A brick could be used to describe somebody hard and inflexible, and a blanket could be used to describe somebody warm and easygoing.
A brick represents a single unit, weak and useless alone, but useful and powerful when organized and grouped with other bricks. So it is with man.
Do I mind losing? No, because losses and wins are just the bricks on the path to success. Both losing and winning are needed to find prosperity.
A blanket could be used as a tablecloth, and a brick left as a tip.
My name is Mr. Brickton, and this brick, it weighs a ton.
I shit bricks, because I’m a constructive pooper.
Blankets could be used to stop exponential population growth. If we kept the people warm, maybe they wouldn’t try to heat themselves up through continual fornication.

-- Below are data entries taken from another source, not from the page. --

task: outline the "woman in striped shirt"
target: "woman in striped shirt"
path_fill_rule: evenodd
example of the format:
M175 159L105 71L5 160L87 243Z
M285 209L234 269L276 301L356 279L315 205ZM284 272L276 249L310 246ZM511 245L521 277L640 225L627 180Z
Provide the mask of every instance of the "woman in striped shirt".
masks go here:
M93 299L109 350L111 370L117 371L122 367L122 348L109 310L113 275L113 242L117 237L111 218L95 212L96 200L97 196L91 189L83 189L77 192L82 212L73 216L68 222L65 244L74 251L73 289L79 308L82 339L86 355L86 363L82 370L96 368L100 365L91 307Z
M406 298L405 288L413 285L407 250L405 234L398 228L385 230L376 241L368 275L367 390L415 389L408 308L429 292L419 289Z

A brick could used to translate and transform long cuneiform texts into shorter tweets. Sure, just take the brick and smash the clay tablets, and each broken fragment should be roughly 140 characters.
A brick could be used to communicate with the dead. I just spoke to Stalin, and he’s very pleased with the way America’s progressing, collectively, as a country.
A brick could be used as a response when the cops ask you if you murdered your mother-in-law. Forget yes or no. Well, forget yes altogether, but use brick for every response except one: What object did you use to carry out the killing?
A brick could be used like ice cream. But hold up, hold up. Let me put a bowl under it before you start licking, or else you’ll drip brick all over my blanket.